How is it calculated?
In order to accurately determine the energy needs of our body, it is best to go to a dietitian. This is especially recommended for people suffering from more serious overweight and / or comorbid health problems that exclude restrictive dietary regimes. A nutrition specialist will conduct an in-depth interview, analyze the basic health parameters and lifestyle, habits, preferences and expectations regarding the diet. Energy demand, defined by a dietitian, will be the most accurate description of the facts and the best way to determine a safe caloric deficit, written out on a detailed weight reduction plan.
When it is necessary to get rid of a small ballast, especially when it is born for the first time or when we return to form after a period of natural weight gain, such as pregnancy and puerperium, usually a simple tool in the form of a caloric demand calculator is enough. Free tools of this type can be found on the web, which calculate our energy needs on the basis of variables such as gender, age, weight, height, activity level and goal. However, it should be remembered that such solutions are approximate.
BMR and TMR
It’s time for a few shortcuts. BMR is the basic metabolism, i.e. the amount of energy our body uses for basic life activities that enable us to function. TMR determines the total metabolism, i.e. the sum of BMR and our daily physical activity. While remaining in the period of weight reduction, we should always remember that the caloric deficit should not be lower than our BMR value, because such a situation, without medical supervision and for a period longer than a few days, threatens our health.
When we listen to the needs of the body, follow a healthy routine and provide ourselves with both the right dose of sleep and physical activity, our appetite very often regulates itself. We compensate for energy expenditure with an increased meal or a smaller break between meals, and we balance periods of stagnation with a lower caloric value of food. Unfortunately, however, often stressed, exhausted and doomed to eternal lack of time, we lose the ability to look at ourselves carefully and accurately recognize the signs that our body sends us. At such moments, we often solidly overestimate the value of our TMR, adding to our menu an amount of calories that we are not able to burn. Then a surplus appears, which is deposited in our body in the form of unnecessary fat.
Quality, not quantity
Let’s assume that we already know our caloric needs.
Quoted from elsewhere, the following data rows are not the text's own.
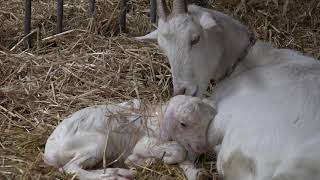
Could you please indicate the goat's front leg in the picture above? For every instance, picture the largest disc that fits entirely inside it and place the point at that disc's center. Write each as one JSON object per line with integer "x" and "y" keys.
{"x": 149, "y": 148}
{"x": 191, "y": 172}
{"x": 87, "y": 151}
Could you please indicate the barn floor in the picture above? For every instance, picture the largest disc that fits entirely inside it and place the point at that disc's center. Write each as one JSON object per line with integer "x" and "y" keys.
{"x": 92, "y": 63}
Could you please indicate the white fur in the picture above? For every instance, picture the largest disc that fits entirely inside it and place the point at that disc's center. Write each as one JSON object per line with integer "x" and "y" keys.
{"x": 222, "y": 40}
{"x": 78, "y": 142}
{"x": 268, "y": 119}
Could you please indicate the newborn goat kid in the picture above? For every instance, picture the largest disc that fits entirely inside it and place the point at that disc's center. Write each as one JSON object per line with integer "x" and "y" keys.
{"x": 247, "y": 149}
{"x": 79, "y": 142}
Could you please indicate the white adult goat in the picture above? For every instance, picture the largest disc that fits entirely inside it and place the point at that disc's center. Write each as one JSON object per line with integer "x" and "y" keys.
{"x": 78, "y": 142}
{"x": 267, "y": 109}
{"x": 250, "y": 146}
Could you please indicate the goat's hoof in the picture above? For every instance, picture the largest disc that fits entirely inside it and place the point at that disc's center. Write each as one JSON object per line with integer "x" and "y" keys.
{"x": 202, "y": 175}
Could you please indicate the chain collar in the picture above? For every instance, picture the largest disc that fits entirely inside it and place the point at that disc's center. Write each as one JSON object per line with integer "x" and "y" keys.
{"x": 252, "y": 41}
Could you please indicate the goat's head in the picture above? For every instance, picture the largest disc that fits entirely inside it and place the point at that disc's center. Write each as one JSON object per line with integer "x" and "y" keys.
{"x": 192, "y": 42}
{"x": 186, "y": 121}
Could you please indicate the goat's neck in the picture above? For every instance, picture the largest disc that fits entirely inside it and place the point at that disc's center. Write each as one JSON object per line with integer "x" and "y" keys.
{"x": 153, "y": 116}
{"x": 234, "y": 39}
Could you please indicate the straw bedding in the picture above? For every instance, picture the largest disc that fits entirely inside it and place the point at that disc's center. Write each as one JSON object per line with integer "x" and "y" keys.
{"x": 93, "y": 63}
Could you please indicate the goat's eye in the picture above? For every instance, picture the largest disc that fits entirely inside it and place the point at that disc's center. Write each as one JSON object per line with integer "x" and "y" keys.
{"x": 194, "y": 40}
{"x": 183, "y": 125}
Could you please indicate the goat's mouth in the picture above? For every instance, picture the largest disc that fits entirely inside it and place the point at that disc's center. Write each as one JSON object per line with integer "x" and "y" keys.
{"x": 187, "y": 91}
{"x": 194, "y": 150}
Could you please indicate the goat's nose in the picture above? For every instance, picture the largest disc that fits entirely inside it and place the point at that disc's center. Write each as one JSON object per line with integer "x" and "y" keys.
{"x": 179, "y": 91}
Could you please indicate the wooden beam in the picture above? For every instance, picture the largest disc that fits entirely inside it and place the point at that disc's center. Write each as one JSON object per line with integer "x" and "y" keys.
{"x": 92, "y": 7}
{"x": 27, "y": 23}
{"x": 59, "y": 16}
{"x": 153, "y": 11}
{"x": 122, "y": 17}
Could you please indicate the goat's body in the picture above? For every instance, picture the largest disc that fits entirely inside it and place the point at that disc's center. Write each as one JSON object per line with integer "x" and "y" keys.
{"x": 269, "y": 111}
{"x": 79, "y": 141}
{"x": 127, "y": 133}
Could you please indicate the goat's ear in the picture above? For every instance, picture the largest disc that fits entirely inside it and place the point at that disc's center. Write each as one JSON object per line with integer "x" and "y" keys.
{"x": 207, "y": 21}
{"x": 151, "y": 37}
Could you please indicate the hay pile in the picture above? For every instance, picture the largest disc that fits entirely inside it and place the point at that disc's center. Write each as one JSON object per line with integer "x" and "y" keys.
{"x": 94, "y": 64}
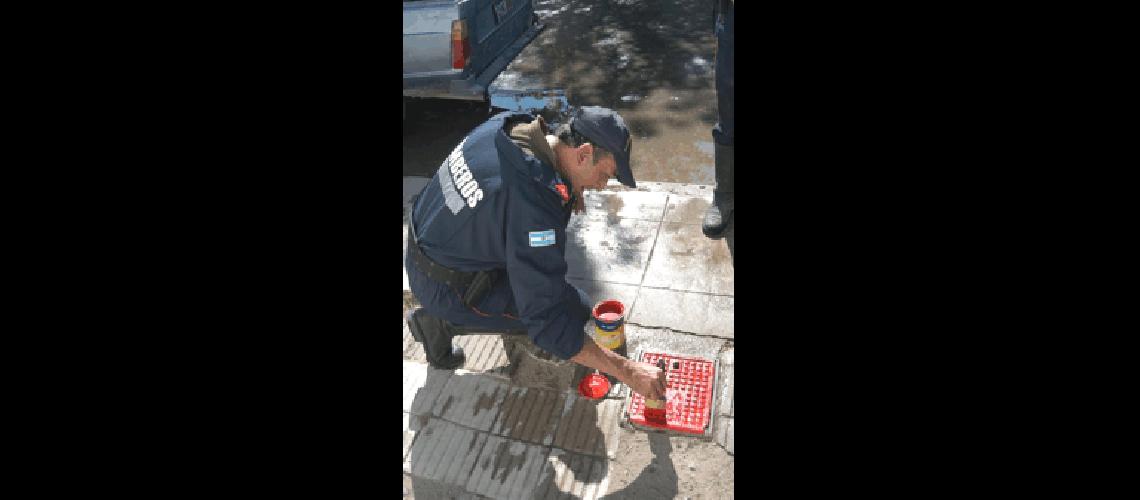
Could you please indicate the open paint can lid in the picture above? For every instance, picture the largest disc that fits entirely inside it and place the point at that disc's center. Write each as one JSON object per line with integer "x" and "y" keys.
{"x": 594, "y": 386}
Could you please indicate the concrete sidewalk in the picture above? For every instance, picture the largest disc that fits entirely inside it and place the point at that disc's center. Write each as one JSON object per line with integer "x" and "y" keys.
{"x": 510, "y": 424}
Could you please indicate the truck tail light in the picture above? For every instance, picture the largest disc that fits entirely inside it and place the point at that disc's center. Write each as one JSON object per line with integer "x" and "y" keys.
{"x": 461, "y": 50}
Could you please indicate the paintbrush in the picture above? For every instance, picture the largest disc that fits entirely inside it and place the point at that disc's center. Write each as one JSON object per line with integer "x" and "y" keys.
{"x": 654, "y": 409}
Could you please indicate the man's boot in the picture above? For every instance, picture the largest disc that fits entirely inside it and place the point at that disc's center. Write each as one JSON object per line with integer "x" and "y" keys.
{"x": 719, "y": 213}
{"x": 436, "y": 335}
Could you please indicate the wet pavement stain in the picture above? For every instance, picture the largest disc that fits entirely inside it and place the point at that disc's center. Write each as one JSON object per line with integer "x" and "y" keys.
{"x": 485, "y": 402}
{"x": 613, "y": 204}
{"x": 506, "y": 461}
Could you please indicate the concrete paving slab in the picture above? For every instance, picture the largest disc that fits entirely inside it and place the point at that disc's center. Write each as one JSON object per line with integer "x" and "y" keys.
{"x": 531, "y": 370}
{"x": 424, "y": 391}
{"x": 530, "y": 415}
{"x": 483, "y": 353}
{"x": 507, "y": 469}
{"x": 602, "y": 291}
{"x": 725, "y": 434}
{"x": 672, "y": 188}
{"x": 685, "y": 311}
{"x": 413, "y": 350}
{"x": 608, "y": 205}
{"x": 415, "y": 375}
{"x": 589, "y": 426}
{"x": 685, "y": 260}
{"x": 445, "y": 453}
{"x": 659, "y": 339}
{"x": 601, "y": 251}
{"x": 573, "y": 476}
{"x": 404, "y": 256}
{"x": 471, "y": 400}
{"x": 727, "y": 398}
{"x": 686, "y": 210}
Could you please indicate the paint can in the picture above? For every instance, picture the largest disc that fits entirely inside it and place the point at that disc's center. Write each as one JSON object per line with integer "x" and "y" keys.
{"x": 610, "y": 325}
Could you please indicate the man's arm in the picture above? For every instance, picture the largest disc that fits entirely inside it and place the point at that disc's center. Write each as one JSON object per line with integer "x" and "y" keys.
{"x": 641, "y": 377}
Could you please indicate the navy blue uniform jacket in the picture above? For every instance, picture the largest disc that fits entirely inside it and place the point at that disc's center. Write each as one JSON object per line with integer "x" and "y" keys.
{"x": 490, "y": 205}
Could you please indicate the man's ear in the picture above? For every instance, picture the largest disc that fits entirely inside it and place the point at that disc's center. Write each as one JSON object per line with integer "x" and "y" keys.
{"x": 585, "y": 154}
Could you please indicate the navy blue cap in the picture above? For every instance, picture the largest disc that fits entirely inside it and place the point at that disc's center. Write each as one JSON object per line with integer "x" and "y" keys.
{"x": 604, "y": 126}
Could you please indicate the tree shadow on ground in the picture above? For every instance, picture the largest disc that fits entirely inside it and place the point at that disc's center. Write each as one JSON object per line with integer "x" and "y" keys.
{"x": 454, "y": 461}
{"x": 658, "y": 480}
{"x": 613, "y": 52}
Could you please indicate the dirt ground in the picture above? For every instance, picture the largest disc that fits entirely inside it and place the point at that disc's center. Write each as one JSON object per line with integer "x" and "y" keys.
{"x": 652, "y": 465}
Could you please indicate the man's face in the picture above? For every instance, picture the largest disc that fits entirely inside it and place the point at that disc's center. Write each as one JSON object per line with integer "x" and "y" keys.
{"x": 593, "y": 175}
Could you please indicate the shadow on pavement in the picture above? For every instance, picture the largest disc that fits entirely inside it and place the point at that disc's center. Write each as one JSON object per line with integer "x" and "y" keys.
{"x": 458, "y": 461}
{"x": 658, "y": 480}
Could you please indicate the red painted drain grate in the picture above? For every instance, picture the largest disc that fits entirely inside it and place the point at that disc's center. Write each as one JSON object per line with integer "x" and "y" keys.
{"x": 689, "y": 393}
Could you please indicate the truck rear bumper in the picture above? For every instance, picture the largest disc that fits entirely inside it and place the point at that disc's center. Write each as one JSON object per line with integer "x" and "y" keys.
{"x": 472, "y": 88}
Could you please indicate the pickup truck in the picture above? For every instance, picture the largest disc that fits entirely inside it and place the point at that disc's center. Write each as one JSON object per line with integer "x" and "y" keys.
{"x": 454, "y": 49}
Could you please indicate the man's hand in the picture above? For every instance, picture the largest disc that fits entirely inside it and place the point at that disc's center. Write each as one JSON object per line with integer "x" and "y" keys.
{"x": 644, "y": 379}
{"x": 641, "y": 377}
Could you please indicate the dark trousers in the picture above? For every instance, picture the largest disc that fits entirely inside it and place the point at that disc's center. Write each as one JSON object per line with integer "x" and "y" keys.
{"x": 496, "y": 312}
{"x": 724, "y": 132}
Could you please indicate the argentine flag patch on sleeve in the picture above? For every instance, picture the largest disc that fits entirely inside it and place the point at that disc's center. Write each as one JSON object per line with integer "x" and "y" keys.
{"x": 542, "y": 238}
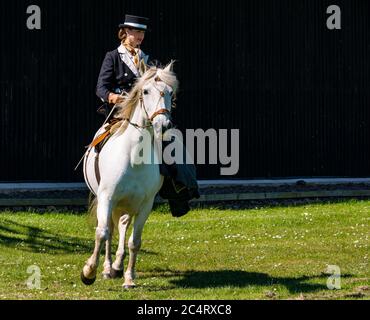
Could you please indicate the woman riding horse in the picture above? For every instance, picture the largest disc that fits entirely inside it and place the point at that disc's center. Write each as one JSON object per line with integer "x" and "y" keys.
{"x": 120, "y": 69}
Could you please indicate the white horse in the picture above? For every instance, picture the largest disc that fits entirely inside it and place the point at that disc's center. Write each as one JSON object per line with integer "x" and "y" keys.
{"x": 127, "y": 189}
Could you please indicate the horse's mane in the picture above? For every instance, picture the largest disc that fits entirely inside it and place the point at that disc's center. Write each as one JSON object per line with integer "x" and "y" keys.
{"x": 127, "y": 107}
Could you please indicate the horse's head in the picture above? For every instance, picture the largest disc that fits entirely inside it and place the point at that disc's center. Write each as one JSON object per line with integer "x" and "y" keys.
{"x": 157, "y": 96}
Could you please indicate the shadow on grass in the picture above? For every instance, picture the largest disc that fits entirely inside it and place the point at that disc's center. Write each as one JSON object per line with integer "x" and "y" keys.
{"x": 242, "y": 279}
{"x": 273, "y": 203}
{"x": 34, "y": 239}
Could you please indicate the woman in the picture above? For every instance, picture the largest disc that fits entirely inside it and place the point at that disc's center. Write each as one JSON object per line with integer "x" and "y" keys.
{"x": 122, "y": 66}
{"x": 118, "y": 73}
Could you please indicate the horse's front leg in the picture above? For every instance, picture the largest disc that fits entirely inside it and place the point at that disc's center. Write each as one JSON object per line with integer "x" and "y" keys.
{"x": 134, "y": 245}
{"x": 104, "y": 214}
{"x": 107, "y": 267}
{"x": 117, "y": 267}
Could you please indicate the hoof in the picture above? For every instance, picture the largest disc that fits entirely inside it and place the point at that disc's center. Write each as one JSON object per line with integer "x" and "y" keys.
{"x": 115, "y": 274}
{"x": 86, "y": 281}
{"x": 129, "y": 286}
{"x": 107, "y": 276}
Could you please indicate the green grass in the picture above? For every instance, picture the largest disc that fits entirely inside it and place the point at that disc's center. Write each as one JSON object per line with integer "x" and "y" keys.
{"x": 263, "y": 253}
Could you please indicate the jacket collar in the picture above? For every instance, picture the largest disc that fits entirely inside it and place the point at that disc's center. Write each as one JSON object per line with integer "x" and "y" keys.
{"x": 125, "y": 57}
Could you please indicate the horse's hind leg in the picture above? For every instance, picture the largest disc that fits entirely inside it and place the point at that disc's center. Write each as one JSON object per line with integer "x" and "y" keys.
{"x": 134, "y": 244}
{"x": 104, "y": 214}
{"x": 117, "y": 267}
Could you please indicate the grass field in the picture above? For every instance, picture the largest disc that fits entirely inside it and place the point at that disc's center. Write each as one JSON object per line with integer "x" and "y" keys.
{"x": 262, "y": 253}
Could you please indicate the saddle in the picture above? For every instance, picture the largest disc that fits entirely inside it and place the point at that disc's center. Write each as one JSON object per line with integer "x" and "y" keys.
{"x": 110, "y": 128}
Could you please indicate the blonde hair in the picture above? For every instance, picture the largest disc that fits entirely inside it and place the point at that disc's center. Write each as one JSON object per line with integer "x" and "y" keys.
{"x": 122, "y": 34}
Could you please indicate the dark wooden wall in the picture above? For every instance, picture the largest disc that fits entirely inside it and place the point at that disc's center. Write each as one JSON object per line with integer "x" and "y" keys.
{"x": 298, "y": 92}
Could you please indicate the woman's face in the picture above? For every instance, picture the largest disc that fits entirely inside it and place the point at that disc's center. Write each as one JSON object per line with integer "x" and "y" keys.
{"x": 135, "y": 37}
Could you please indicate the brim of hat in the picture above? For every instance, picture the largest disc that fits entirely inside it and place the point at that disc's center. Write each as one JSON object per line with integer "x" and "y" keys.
{"x": 131, "y": 27}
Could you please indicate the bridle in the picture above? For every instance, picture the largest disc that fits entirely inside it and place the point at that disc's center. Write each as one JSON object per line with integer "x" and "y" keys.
{"x": 155, "y": 114}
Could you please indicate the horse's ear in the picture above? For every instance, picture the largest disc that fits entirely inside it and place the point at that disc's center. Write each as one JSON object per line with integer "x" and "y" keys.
{"x": 169, "y": 67}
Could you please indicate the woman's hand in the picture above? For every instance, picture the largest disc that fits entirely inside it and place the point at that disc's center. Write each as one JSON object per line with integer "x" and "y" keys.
{"x": 115, "y": 98}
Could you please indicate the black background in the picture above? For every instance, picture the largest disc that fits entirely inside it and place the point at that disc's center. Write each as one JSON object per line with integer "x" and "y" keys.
{"x": 298, "y": 92}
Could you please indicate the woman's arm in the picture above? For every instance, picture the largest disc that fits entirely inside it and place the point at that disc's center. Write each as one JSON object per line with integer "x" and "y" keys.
{"x": 106, "y": 78}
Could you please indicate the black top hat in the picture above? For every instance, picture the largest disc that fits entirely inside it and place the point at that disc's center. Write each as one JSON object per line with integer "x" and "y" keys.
{"x": 135, "y": 22}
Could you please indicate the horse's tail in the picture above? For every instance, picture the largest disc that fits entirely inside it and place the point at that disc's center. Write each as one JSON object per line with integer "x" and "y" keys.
{"x": 92, "y": 209}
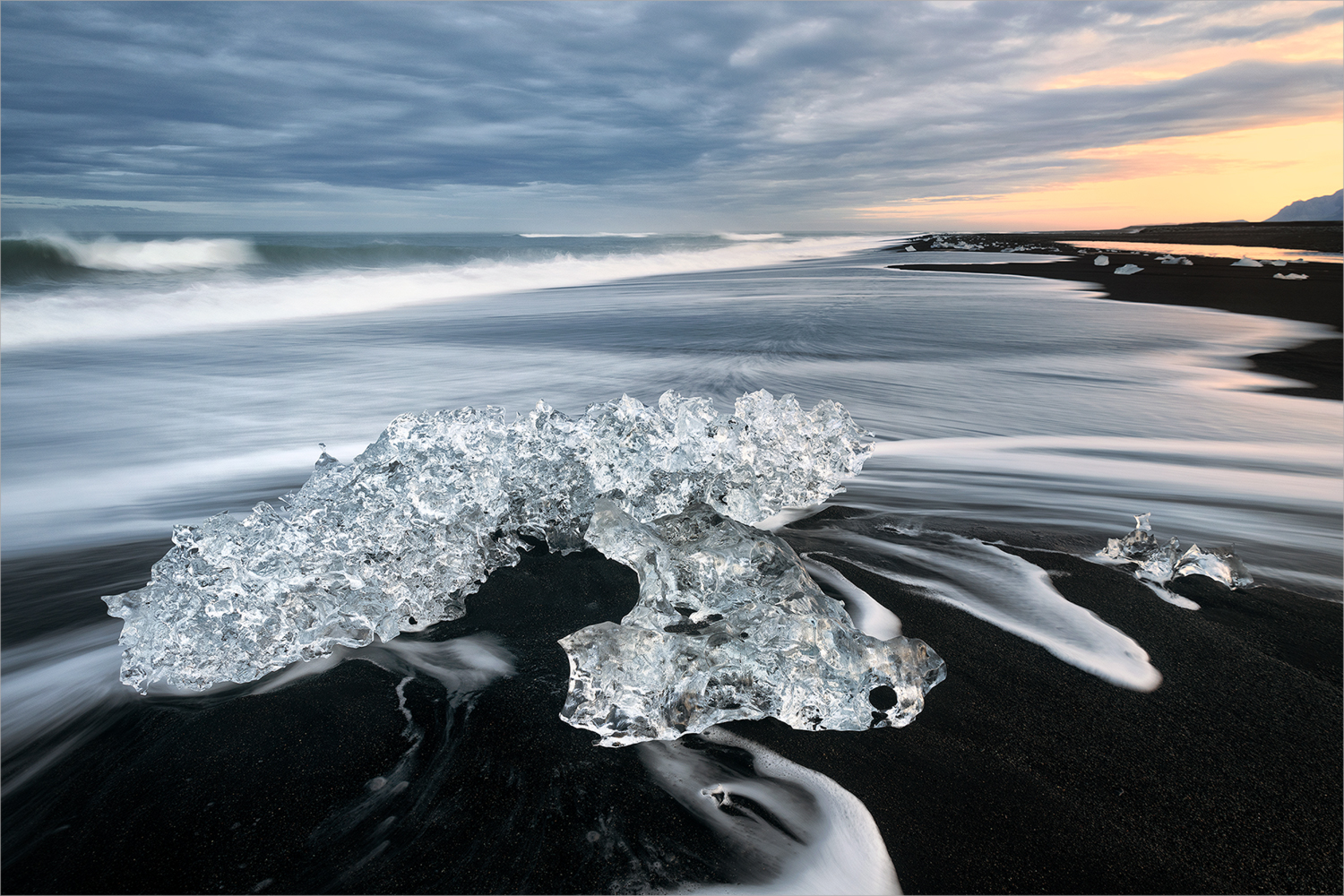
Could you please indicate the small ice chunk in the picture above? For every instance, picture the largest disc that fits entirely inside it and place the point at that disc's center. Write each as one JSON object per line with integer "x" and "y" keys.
{"x": 728, "y": 625}
{"x": 1218, "y": 564}
{"x": 1159, "y": 563}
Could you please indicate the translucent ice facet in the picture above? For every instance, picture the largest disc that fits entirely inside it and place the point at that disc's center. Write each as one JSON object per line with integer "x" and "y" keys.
{"x": 397, "y": 538}
{"x": 1160, "y": 562}
{"x": 728, "y": 625}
Let’s also assume that we have also determined a caloric deficit that is safe for us. What now? Now – unless we have decided on a restrictive diet that clearly defines what and when we are allowed to eat – it is worth looking at the quality of the food we eat, as well as the proportions of protein, carbohydrates and fats. By quality, we mean the nutritional value of meals: it is important whether we provide ourselves with 500 kcal in the form of a packet of chips or a portion of turkey with rice.
Similarly, a properly selected protein-fat-carbohydrate balance is of great importance, which will provide us with a healthy coverage of our body’s needs for all nutrients. For a nutrition plan that closely matches your needs and goals, it’s best to go to a dietitian, but it is generally assumed that carbohydrates in our diet should be approx. 50-65%, proteins 20-30%, and fats 15-25%. As can be seen from the above, the proportions of ingredients vary in the range of even 15%. The demand for protein increases significantly when we want to build muscle mass, while it slightly decreases when our goal is to reduce body fat. However, it should be remembered that insufficient protein in the diet can result in muscle breakdown, especially when it occurs in combination with a prolonged caloric deficit. The effect of such a diet may be weight loss, but not as much as we wanted.